Floriana man cleared of €233,000 heist from Portomaso jewellery

Magistrate holds that none of the many charges against 40-year-old Romeo Bone had stood up to scrutiny

A criminal case against a Floriana man who was accused of participating in the 2007 Portomaso jewellery heist has collapsed, a magistrate holding that none of the many charges against him had stood up to scrutiny.

40-year-old Romeo Bone from Floriana had been accused of carrying out the armed robbery of the Luxe Pavilion Diamonds International outlet in Portomaso, St. Julians in February 2007, in which almost €233,000 worth of jewellery was stolen.

He had faced a plethora of charges, which included theft aggravated by violence, means, time and value of the thing stolen, illegal arrest and possession of a firearm during the commission of a crime.

Witnesses had testified that two men, their faces obscured with nylon tights had held up the shop with a revolver on the 8th February 2007 at around 7:50pm. One man had stood by the door while the other ransacked the shop’s safe.

But Magistrate Neville Camilleri, presiding the court of magistrates as a court of criminal judicature, had not been provided with unambiguous evidence pointing to the men’s guilt.

There had been no forensic evidence linking Bone to the crime, noted the court, and Bone had only been arrested and charged after his fingerprint was found on the battery of a van parked in front of the police car at the police station, blocking its exit.

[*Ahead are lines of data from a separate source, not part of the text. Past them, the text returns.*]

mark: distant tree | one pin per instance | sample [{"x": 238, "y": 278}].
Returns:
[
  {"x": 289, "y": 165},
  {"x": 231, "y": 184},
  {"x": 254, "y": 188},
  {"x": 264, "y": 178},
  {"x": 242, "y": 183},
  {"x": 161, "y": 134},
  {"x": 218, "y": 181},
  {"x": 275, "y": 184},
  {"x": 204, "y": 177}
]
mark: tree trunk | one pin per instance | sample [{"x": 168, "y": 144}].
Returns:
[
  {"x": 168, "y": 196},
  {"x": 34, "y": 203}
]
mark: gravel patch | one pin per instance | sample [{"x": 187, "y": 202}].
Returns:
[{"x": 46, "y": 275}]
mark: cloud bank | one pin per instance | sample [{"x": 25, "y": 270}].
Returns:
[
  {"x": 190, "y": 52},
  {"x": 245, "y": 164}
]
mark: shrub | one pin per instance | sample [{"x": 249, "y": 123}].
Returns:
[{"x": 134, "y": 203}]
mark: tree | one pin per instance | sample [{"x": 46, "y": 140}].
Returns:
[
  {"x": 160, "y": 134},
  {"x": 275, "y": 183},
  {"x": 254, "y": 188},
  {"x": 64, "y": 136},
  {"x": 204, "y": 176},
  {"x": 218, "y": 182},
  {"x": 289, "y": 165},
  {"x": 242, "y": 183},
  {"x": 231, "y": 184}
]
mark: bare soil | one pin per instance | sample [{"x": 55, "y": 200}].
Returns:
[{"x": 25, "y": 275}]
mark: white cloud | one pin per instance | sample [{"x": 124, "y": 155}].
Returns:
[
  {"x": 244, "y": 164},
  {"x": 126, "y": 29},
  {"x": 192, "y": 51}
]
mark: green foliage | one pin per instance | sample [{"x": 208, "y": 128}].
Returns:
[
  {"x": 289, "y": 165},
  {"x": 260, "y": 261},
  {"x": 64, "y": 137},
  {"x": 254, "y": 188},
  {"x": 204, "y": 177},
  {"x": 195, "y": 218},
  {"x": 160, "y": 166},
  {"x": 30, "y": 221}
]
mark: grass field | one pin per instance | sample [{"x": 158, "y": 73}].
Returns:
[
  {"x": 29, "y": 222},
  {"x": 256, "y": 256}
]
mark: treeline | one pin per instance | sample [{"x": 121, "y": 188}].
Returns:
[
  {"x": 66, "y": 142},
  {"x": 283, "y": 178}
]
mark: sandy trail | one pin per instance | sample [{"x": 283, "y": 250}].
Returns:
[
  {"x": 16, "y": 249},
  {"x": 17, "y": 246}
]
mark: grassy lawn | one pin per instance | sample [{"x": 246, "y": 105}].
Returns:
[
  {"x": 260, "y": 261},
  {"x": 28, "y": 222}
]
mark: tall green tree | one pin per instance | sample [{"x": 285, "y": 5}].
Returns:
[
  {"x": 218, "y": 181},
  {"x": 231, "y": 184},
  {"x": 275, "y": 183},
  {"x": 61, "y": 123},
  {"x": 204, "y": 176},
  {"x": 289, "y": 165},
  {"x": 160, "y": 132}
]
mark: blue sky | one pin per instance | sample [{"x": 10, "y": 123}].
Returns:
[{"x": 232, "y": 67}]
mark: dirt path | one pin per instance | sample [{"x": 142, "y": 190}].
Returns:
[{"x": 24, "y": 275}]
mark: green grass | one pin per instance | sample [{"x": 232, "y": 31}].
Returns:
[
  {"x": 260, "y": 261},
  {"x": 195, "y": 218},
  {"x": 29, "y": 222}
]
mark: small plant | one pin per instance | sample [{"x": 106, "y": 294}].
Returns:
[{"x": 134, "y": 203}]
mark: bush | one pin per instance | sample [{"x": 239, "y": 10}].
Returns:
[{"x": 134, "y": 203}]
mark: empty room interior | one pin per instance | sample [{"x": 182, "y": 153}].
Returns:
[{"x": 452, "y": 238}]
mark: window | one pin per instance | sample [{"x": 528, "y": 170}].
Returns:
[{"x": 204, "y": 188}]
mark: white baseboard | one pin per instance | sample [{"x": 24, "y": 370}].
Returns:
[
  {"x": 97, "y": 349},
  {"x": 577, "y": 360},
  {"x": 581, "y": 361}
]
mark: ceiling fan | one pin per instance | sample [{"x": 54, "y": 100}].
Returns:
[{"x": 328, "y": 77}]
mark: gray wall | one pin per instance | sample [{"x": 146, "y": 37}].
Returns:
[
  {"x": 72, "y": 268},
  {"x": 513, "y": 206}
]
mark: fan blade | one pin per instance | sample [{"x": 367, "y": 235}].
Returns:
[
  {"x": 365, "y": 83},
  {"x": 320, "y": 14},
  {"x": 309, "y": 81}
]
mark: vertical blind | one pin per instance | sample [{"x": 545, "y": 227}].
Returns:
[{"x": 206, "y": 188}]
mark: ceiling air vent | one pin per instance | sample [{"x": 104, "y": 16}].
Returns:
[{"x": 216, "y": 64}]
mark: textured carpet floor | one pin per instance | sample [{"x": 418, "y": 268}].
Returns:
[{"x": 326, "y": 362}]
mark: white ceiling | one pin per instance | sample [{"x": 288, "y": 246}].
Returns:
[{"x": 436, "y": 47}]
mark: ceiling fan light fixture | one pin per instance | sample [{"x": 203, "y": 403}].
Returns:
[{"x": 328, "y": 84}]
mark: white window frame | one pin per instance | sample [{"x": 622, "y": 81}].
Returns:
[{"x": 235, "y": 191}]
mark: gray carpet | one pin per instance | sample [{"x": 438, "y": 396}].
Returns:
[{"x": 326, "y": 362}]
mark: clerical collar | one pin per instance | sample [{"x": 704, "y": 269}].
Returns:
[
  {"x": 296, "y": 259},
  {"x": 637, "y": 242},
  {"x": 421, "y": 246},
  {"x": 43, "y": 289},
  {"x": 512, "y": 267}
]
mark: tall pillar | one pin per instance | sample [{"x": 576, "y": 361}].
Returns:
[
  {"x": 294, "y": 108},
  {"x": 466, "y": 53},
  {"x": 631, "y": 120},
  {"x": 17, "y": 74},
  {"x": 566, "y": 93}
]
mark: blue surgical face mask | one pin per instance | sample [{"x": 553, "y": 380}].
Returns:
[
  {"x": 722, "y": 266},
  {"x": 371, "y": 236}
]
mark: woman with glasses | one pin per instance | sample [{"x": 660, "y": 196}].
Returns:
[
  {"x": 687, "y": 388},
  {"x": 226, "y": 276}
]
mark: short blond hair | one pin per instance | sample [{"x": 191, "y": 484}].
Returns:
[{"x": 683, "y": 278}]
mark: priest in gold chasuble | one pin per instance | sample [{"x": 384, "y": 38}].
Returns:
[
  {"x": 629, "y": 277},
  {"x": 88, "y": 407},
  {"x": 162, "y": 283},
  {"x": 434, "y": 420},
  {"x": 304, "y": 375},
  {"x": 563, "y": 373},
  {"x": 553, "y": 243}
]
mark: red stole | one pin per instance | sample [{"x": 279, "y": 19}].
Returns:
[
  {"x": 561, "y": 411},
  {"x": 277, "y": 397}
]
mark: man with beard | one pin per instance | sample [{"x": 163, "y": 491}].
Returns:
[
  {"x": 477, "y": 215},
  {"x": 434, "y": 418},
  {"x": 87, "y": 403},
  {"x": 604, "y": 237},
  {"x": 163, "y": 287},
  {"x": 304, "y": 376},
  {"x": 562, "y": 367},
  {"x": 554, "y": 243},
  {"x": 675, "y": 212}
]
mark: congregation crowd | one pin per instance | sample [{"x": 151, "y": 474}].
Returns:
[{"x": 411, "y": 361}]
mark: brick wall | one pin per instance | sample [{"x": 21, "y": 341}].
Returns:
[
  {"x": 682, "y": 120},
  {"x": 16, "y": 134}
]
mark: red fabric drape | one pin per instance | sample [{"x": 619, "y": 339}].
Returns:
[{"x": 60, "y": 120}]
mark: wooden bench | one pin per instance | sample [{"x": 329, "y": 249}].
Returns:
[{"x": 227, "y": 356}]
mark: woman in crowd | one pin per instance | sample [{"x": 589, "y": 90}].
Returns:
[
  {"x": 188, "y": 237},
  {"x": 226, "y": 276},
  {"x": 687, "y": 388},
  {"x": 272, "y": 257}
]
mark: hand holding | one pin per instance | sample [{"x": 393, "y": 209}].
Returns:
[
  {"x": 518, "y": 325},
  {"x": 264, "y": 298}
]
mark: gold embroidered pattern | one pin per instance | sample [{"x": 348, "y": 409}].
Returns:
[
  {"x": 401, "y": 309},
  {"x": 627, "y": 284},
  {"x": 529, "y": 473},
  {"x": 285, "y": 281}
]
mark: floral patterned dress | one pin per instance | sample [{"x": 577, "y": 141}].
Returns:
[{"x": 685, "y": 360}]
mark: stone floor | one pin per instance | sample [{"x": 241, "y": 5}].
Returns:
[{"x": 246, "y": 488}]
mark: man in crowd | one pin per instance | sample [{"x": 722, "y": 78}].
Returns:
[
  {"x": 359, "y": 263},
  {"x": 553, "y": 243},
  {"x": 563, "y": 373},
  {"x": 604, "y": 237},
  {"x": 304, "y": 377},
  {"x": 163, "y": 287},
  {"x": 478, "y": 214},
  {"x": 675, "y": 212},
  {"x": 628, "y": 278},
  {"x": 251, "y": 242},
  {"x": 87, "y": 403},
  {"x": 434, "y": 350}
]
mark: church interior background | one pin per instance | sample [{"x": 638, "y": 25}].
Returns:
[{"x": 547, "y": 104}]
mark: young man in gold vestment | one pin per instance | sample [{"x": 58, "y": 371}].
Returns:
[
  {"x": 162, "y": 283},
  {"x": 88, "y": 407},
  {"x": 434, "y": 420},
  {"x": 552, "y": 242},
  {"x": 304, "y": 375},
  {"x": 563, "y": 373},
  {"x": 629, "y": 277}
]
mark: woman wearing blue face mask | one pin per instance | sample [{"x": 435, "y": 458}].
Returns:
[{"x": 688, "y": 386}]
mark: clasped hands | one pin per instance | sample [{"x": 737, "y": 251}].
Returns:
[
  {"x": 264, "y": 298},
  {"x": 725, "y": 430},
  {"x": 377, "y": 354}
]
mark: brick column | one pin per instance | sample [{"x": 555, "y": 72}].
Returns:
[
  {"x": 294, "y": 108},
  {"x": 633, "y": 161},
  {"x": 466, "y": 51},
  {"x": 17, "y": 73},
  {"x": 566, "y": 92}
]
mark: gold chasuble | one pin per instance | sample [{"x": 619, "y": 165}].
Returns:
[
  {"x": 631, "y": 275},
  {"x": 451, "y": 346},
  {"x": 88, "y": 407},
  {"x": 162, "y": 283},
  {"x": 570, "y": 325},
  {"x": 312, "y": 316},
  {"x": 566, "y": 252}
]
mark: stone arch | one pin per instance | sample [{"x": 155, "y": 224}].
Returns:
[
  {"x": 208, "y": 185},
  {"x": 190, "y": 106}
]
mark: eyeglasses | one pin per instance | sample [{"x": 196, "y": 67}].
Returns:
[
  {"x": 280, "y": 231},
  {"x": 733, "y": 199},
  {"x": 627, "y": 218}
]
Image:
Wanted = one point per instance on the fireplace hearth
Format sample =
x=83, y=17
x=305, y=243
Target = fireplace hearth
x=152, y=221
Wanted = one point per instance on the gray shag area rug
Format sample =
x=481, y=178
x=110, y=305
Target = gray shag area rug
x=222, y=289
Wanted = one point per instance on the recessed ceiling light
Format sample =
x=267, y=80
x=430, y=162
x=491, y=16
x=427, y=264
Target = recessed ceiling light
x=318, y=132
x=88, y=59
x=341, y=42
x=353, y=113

Further compounding the prosecution’s problems was the fact that the accused had not been selected by either one of the shop assistants in several identification parades.

Witnesses had testified that the accused resembled as the person wearing the tights over his face, waiting for his accomplice to exit the shop but had contradicted each other with regards to whether the robbers had been wearing boiler suits or security guard uniforms while carrying out the heist. One shop assistant had told the court that the accused could not have been the person who had robbed her at gunpoint, as his stature was different.

The court, bearing this in mind, held that none of the accusations levelled against Bone had been sufficiently proven and ordered his release.

Lawyer Kathleen Grima was defence counsel to Bone.